Under similar reaction conditions than those applied for the synthesis of 2-aminoindoles through Pd-catalyzed heteroannulation reaction from N-alkynyl-2-haloanilides [71], the 1,3-butadiynamides 144 behave like internal ynamides. The second triple bond remains unaffected through the transformation, whose key intermediate is the σ,π-chelated palladium species 147 (Scheme 44, path a). The latter results from the initial oxidative addition of the Pd(0) catalyst to the iodophenyl moiety of 1,3-butadiynamides 144. Metal–π complexation of the ynamide triple bond in 147 facilitates intermolecular amine addition delivering the 3-alkynyl indoles 145 selectively. Strikingly, in the presence of TBAF, both triple bonds are engaged to convert 1,3-butadiynamides 144 in 2-aminoquinolines 146a–f in one pot (Scheme 44, path b). The combination TBAF/KOH is believed to induce cleavage of the tosyl group either as the first step or after the oxidative addition of the palladium catalyst to the iodophenyl moiety. Now, the key intermediate is the palladium-chelated [4]cumulenimine 148. The intermolecular amine addition to 148 selectively occurs at the α-carbon delivering the allene-derived intermediate 149. Subsequent intramolecular Heck-type reaction furnishes the annulated π-allyl palladium species 150, which undergoes β-hydrogen elimination to produce 4-alkenyl quinolines 146.

The [4]cumulenimine structure in 148 is unprecedented. However, the deuterium labeling experiment shows the selective deuterium incorporation into the C3 and C11 positions of the quinoline products 146 in agreement with the formation of the transient species 148.

6. HDDA Cascade Reactions

The hexa-dehydro-Diels–Alder (HDDA) reaction of 1,3-diynamides tethered to 1,3-butadiynes delivers highly reactive arynes (dehydrobenzenes) after a formal intramolecular [4π + 2π] cycloaddition process [17]. They are subsequently trapped by in situ intra- or inter-molecular additions to the dehydrobenzene carbon–carbon triple bond, leading to a variety of new heterocyclic structures and useful products. The HDDA reaction itself was discovered in 1997 [72,73] and further developed. However, since 2012, it has received considerable attention, and the underlying process was coined with the term HDDA [18]. The field of HDDA reactions is rapidly expanding, including substrate variations and development of new aryne-trapping modes. The latter takes vast advantage of the fact that typical reagents necessary for generating arynes are absent and therefore cannot interfere [19,20,21]. Studies have shown that reagent-free HDDA reactions proceed through a stepwise mechanism via diradical intermediates. Significant acceleration of the process is observed when the formal 2π cycloaddition partner in the underlying [4π + 2π] cycloaddition process bears an alkynyl substituent (1,3-butadiynyl unit) [33,74]. This is why tetraynes rather than triynes are frequently used in HDDA cascade reactions.

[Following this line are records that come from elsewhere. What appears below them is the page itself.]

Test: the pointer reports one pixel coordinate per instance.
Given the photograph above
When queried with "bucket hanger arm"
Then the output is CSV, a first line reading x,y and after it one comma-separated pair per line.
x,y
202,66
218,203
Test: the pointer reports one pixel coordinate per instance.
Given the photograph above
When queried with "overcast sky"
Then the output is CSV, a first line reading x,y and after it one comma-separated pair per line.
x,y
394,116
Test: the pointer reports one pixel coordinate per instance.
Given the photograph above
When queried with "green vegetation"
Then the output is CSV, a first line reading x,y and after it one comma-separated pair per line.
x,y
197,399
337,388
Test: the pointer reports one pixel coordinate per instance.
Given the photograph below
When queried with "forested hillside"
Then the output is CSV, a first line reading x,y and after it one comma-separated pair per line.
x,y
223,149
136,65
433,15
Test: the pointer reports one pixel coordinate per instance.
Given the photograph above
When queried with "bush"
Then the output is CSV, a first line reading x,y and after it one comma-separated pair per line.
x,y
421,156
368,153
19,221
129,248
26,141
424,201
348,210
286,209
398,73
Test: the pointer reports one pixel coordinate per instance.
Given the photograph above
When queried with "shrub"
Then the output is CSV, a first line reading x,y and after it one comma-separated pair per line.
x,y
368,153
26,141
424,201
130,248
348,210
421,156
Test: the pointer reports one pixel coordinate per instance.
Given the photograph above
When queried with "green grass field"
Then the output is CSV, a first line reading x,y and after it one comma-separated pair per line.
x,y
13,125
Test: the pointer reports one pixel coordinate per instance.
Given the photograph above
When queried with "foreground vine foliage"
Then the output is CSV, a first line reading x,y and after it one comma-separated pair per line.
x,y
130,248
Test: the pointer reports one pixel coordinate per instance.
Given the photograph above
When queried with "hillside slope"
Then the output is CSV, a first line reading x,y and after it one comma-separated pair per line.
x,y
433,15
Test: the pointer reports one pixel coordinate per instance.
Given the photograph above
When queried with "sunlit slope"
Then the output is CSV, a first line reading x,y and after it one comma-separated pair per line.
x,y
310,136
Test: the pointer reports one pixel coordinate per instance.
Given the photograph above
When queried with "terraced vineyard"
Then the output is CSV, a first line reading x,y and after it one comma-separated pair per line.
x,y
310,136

1,3-Butadiynamides tethered to monoalkynes or 1,3-butadiyne moieties are privileged substrates for HDDA reactions because aryne formation proceeds chemo- and regioselectively due to the intrinsic polarization of the 1,3-diynamide unit. Notably, intramolecular HDDA reactions with 1,3-diynamides belong to transformations relying on a 1,4-functionalization of 1,3-diynamides, although the underlying process is step-wise. The follow-up reaction of those 1,3-diynamide-originated arynes continues being highly regioselective, i.e., for the addition of nucleophiles to the aryne. For example, the thermal reaction of tetrayne 152 with triethylamine or trifluoroethanol regioselectively furnishes indolines 153 and 154, respectively (Scheme 45, (1)) [75]. A novel entry to functionalized carbazoles 157a–d from triyne substrates 155 is accessible through perfectly regioselective nucleophilic addition to HDDA-generated carbazolynes 156 (Scheme 45, (2)) [76].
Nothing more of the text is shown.